Peer Sam
Open Arms Peers express their feelings on the situation in Afghanistan
In the conversation about the impact of the Taliban returning to government in Afghanistan, I guess there’s a sense of trying to make meaning of what our time spent there meant. It’s hard for me to express sometimes, because my experience doesn’t include deployments to Afghanistan, or anywhere else, but Afghanistan is where my life changed, despite not having been.
My dad (pictured) deployed to Afghanistan in 2010. I joined the Army in early 2011 while he was away. He went over as an energetic, excited and committed person and officer and returned with a grey, deadened demeanour.
His time in Afghanistan changed him in ways that I didn’t understand at the time but do now.
The way he changed impacted his relationships with all of my family, and while he was trying to find his way home, and before he and I were able to discuss what happened during his deployment that affected him so much, he died.
The grief of losing my dad without the understanding of what had happened around him or to him that made him change is extraordinary. Especially considering that I was, by the time he died, a soldier in my own right and at the start of my military career, so I was not totally blind to the context in which he had been injured.

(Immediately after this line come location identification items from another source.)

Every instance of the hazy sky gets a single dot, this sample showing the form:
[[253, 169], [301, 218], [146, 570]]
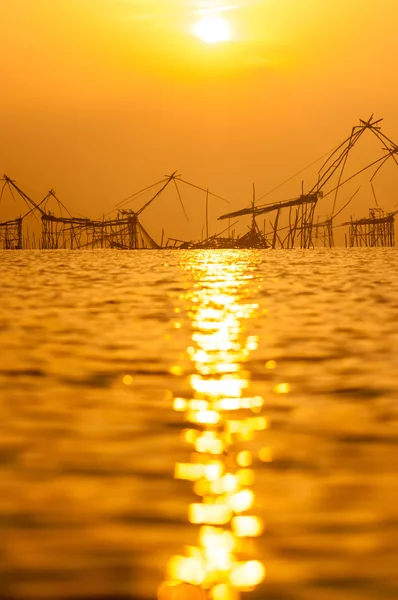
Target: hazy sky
[[100, 98]]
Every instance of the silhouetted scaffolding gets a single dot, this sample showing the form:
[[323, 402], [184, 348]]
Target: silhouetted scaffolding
[[376, 230], [11, 235], [323, 234], [300, 215]]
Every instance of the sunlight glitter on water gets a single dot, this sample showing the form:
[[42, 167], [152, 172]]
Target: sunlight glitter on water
[[221, 565]]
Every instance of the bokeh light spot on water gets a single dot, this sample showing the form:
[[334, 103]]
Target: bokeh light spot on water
[[282, 388]]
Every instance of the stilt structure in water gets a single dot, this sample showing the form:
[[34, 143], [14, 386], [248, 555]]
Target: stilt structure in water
[[300, 215], [376, 230], [11, 230], [294, 224]]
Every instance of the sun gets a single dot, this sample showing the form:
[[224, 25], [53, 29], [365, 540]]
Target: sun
[[213, 30]]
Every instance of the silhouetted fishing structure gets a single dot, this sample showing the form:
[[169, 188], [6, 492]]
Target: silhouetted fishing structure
[[376, 230], [62, 230], [302, 230], [292, 223]]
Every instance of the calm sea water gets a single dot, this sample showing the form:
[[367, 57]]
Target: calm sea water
[[102, 353]]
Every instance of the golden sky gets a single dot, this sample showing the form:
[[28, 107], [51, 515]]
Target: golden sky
[[102, 97]]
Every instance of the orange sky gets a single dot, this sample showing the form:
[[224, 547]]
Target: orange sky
[[102, 97]]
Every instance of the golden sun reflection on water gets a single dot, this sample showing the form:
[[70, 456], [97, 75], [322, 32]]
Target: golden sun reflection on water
[[222, 418]]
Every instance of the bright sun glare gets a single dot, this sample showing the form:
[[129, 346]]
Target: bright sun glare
[[213, 30]]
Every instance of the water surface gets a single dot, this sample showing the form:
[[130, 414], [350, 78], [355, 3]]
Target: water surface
[[97, 346]]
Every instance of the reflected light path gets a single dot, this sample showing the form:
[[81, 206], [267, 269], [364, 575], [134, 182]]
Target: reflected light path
[[222, 418]]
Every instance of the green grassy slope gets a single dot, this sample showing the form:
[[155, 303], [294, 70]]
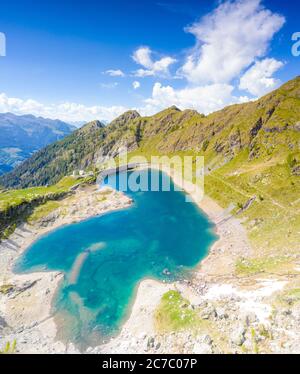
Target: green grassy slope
[[250, 149]]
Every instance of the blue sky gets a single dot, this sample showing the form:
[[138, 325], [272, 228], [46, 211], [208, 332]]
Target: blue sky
[[80, 60]]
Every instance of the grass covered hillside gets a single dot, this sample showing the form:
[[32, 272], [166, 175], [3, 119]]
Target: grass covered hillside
[[252, 153]]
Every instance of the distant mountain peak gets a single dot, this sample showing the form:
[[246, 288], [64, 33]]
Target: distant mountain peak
[[124, 118]]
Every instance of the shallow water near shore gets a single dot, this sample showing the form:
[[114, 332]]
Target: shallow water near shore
[[160, 236]]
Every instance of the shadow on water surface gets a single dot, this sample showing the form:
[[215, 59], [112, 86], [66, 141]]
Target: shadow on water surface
[[105, 258]]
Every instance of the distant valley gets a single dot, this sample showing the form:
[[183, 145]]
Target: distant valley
[[21, 136]]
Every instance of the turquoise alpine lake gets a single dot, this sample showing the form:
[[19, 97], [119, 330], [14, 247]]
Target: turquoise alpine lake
[[161, 236]]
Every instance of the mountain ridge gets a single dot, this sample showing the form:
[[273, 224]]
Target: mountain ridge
[[23, 135], [267, 127]]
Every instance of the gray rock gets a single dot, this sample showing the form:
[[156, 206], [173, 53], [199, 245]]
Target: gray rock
[[238, 335], [221, 313]]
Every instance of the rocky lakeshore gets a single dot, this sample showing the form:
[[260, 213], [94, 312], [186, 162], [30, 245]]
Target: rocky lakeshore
[[25, 300], [246, 314]]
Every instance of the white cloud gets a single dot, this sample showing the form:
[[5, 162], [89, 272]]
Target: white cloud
[[143, 57], [258, 79], [69, 112], [115, 73], [228, 40], [109, 85], [205, 99], [136, 85]]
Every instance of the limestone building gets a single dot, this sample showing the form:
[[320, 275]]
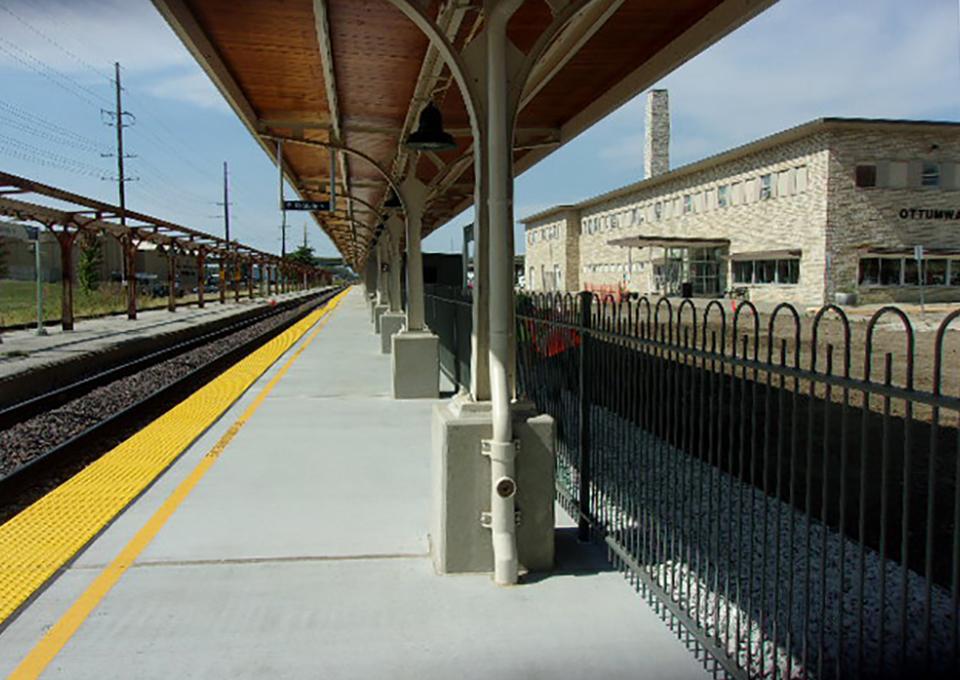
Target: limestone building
[[834, 206]]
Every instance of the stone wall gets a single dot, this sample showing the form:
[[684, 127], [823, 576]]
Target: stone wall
[[859, 219], [807, 174], [791, 219]]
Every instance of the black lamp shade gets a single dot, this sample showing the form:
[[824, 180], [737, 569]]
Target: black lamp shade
[[430, 135]]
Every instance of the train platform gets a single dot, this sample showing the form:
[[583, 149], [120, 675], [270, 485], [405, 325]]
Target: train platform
[[112, 338], [290, 540]]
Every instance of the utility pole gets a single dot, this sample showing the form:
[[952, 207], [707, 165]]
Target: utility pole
[[119, 118], [225, 265], [127, 242], [226, 203]]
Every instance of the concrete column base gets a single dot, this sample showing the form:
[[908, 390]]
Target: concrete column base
[[390, 324], [416, 365], [378, 311], [461, 487]]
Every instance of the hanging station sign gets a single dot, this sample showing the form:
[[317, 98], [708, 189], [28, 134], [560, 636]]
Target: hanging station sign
[[311, 206]]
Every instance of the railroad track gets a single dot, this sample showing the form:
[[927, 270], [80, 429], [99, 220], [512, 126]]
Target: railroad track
[[47, 438]]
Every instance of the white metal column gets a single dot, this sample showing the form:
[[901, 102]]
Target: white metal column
[[499, 157]]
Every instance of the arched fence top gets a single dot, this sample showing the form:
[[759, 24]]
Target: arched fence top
[[755, 316], [938, 350], [909, 336]]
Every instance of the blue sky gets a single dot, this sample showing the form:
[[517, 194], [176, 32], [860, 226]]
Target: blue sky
[[800, 60]]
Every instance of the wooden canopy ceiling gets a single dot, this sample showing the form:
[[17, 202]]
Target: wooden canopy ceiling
[[358, 72]]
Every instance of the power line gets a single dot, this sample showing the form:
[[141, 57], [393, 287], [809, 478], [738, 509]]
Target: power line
[[41, 122], [21, 126], [80, 60], [45, 70]]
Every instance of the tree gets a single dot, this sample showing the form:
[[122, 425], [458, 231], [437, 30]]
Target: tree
[[88, 267], [304, 255]]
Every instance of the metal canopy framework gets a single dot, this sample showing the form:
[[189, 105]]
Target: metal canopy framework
[[355, 74], [73, 215]]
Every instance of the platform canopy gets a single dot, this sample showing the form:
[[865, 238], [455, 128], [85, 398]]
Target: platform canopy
[[357, 73]]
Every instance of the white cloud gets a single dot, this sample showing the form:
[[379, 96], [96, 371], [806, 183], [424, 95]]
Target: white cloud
[[69, 35], [192, 88], [800, 60], [57, 41]]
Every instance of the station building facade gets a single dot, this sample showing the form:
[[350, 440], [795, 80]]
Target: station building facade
[[834, 206]]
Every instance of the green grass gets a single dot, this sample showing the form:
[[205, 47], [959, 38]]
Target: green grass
[[18, 301]]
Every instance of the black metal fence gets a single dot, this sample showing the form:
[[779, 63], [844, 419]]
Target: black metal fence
[[791, 496]]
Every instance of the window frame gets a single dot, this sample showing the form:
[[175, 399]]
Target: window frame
[[871, 167], [930, 169]]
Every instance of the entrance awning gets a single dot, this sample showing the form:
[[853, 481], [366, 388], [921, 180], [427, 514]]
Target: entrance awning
[[669, 242], [908, 252], [782, 254]]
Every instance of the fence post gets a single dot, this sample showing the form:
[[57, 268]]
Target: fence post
[[583, 409]]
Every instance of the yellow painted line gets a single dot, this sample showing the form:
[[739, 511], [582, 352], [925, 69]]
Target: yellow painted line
[[37, 542], [57, 637]]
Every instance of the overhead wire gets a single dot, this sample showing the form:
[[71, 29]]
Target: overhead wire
[[164, 138], [55, 76]]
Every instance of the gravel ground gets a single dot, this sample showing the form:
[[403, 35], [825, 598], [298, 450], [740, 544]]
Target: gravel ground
[[26, 440], [764, 552]]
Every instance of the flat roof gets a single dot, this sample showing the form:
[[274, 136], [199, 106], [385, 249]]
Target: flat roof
[[761, 144]]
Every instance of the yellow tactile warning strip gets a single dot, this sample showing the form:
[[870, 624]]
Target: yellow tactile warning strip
[[38, 541]]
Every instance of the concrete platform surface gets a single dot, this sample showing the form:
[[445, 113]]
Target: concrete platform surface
[[303, 553]]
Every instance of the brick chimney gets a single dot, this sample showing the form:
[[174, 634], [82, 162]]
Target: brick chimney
[[656, 157]]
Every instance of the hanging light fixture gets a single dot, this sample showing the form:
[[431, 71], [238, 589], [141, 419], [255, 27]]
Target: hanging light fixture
[[430, 135]]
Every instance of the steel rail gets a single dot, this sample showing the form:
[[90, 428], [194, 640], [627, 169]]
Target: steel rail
[[33, 406], [128, 419]]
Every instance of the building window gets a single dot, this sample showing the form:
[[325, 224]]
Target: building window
[[935, 272], [743, 271], [881, 271], [723, 196], [903, 271], [802, 177], [869, 271], [911, 272], [784, 185], [765, 271], [786, 271], [891, 272], [736, 193], [897, 173], [866, 175], [766, 187]]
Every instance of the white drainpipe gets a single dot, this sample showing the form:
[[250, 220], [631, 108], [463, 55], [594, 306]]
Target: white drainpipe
[[499, 142]]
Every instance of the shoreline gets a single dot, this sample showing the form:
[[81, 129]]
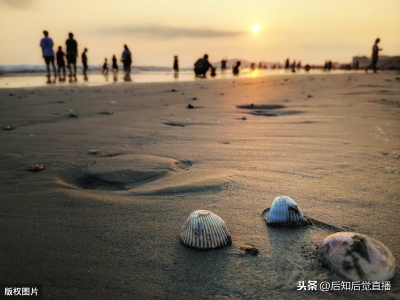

The way that the conflict in Afghanistan has finished has asked me to make meaning (again) of the loss of a parent, the sacrifice we made as a family, the sacrifices he made as a parent, a husband and more unknowingly the sacrifices to his mental and physical health, to ask again whether it was worth it, what was achieved and do I deem it worthwhile.
The answers to those questions are in layers and shades of grey.
Some yes and some no, some without a definite answer. The judgements, meanings and symbols are all my own – they don’t (and can’t) generalise to the majority.
I think it’s incumbent on all of us to seek to make our own meaning out of whatever Afghanistan symbolises to each of us. The media can’t give us a satisfactory answer, nor can the politicians or historians.
I think there has to be a comfort in “my truth”.
An understanding that “my truth” doesn’t equate to anyone else’s or objective fact, but a comfort in knowing our intention, what we achieved personally and where we made meaningful contributions.
Giving ourselves permission to feel and experience the full spectrum of emotion is an important part of making that meaning, and so is connection with others that share the same or similar experience. Connecting with people with the intention of finding words around our inner experience is how the healing starts and continues.
Counter to that, there is no obligation to have a feeling about anything, you are allowed to be indifferent, settled and comfortable.